About 85 people came to the Morton Grove library on a recent evening to learn more about Islam. A question written on a card for the Muslim panelists got to the heart of misunderstandings that the event was designed to address.
"Where are the cries of outrage over terrorist attacks?" it asked.
"Do we not assume that we're repulsed by it?" said panelist Omer Mozaffar, a lecturer at the University of Chicago in the Asian Classics program at the Graham School.
"Any human is repulsed not only by the taking of lives but of the threatening of lives," he added. "We would say we condemn it, but it would not be in the news. What would make the news is if we said, 'Death to America.'"
Mozaffar mentioned the 1994 murder of 29 Muslims and the wounding of 125 others when American-born Baruch Goldstein opened fire at the Mosque of Abraham in Palestine. After the attack, two rabbis came to the mosque to apologize. Mozaffar said that wasn't necessary because the community already understood the horror felt by people of all faiths.
The Morton Grove forum was organized to foster cross-cultural communication.

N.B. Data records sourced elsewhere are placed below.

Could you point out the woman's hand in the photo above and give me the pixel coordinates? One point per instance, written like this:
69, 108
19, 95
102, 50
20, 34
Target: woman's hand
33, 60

It comes in the wake of an incident in August, when a 51-year-old Morton Grove man allegedly fired a high-velocity air rifle at the Muslim Education Center.
No one was hurt during the shooting, but about 500 people were in the building observing evening prayers for the holy month of Ramadan. The man was ordered in court to undergo an anger management evaluation and to stay away from members of the center.

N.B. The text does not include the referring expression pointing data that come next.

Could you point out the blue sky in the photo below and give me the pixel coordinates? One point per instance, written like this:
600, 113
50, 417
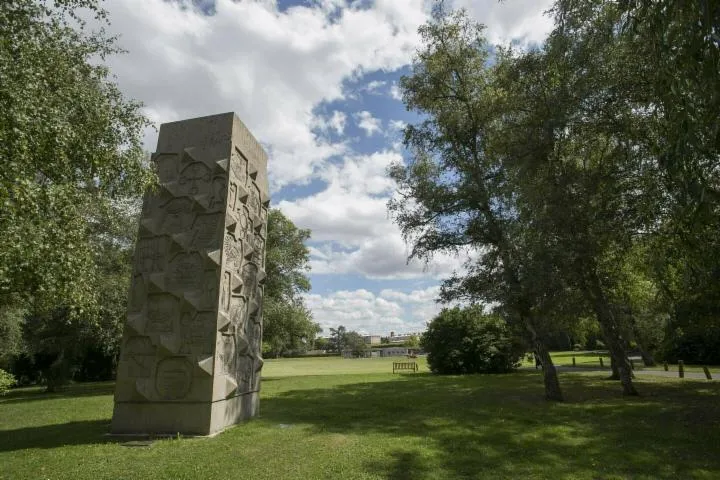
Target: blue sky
316, 81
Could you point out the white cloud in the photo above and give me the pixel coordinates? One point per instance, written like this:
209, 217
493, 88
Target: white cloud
336, 122
522, 20
374, 86
351, 230
272, 68
367, 122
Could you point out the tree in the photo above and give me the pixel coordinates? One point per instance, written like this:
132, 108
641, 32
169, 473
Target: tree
60, 342
69, 144
337, 338
454, 192
322, 343
464, 340
288, 324
355, 344
413, 341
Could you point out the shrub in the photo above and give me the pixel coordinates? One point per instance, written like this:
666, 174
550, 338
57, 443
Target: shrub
7, 380
464, 340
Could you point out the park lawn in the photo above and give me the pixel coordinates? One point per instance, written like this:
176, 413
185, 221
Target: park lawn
380, 425
289, 367
592, 359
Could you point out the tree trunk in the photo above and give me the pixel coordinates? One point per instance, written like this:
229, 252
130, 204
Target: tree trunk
611, 332
615, 375
648, 359
550, 377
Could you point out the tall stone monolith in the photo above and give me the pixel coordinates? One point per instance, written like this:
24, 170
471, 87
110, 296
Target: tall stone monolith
191, 350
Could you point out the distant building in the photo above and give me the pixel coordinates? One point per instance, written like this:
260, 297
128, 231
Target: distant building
372, 339
394, 352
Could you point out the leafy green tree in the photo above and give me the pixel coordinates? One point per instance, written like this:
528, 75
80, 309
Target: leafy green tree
288, 324
61, 340
322, 343
465, 340
337, 338
454, 193
69, 142
355, 344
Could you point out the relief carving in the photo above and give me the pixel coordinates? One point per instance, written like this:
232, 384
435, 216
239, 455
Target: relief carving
178, 215
197, 333
162, 311
138, 355
194, 300
206, 231
150, 256
167, 167
173, 378
185, 272
239, 167
195, 179
217, 198
138, 291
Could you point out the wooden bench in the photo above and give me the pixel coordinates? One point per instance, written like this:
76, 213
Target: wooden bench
398, 366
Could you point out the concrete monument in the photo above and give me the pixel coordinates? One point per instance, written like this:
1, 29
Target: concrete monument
191, 350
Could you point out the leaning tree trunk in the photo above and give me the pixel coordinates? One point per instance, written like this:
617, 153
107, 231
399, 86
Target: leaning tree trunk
648, 359
610, 329
550, 377
615, 375
616, 346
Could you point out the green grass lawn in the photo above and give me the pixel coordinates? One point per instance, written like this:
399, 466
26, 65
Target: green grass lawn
352, 419
592, 359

At the Nov. 14 forum, another question related to the Muslim Brotherhood and whether or not the organization is in the United States.

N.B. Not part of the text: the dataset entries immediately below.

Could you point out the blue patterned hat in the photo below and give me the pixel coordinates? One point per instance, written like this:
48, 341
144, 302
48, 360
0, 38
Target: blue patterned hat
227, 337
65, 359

"Of course they are," said Mozaffar. "Why not? Their goal is to establish Muslim social services leading to Muslim polity. The Muslim Brotherhood is the boogeyman, and I think this is a serious problem."
The panelists also included Habeeb Quadri, principal of the MCC Full Time School in Morton Grove, which offers a curriculum of Islamic Studies, and Abeer Saleh, a science teacher and department head at the school.
Quadri presented a slideshow with "true or false" statements relating to misconceptions about the 1.5 billion Muslims in the world.
For example, one statement was: "Most Muslims in the world are Arabs."
"False," said Quadri. "Only 18 percent are Arabs. The majority are from India, Pakistan. Kenya has 45 percent Muslims. China has 10 million."
Another topic panelists were asked about related to modesty.
Men and women must dress modestly, panelists explained. Women keep their heads covered and wear loose-fitting clothing. Pre-marital relations are taboo and Muslims don't eat pork, road kill, or drink alcohol or blood.
"If you don't drink or dance," one questioner asked, "what do you do at social occasions?"
"It has to be 'PPL,'" said Saleh, the science teacher. "Public, purposeful and limited."
Quadri added that girls have to be asked to be married three times and that an outside party will act as a protector to make sure that a woman is marrying of her own free will and not being forced into any union.
Another audience member asked if Muslim children say the Pledge of Allegiance at their private parochial school. Saleh said that the pledge is hung in her room.
"We say the pledge once-a-month, added Quadri. "One person might recite it, but not everyone has to say it."
Panelists noted that MCC has the same curriculum as other schools, including classes in life science, reading and math. Their students also study Islamic history and take Arabic.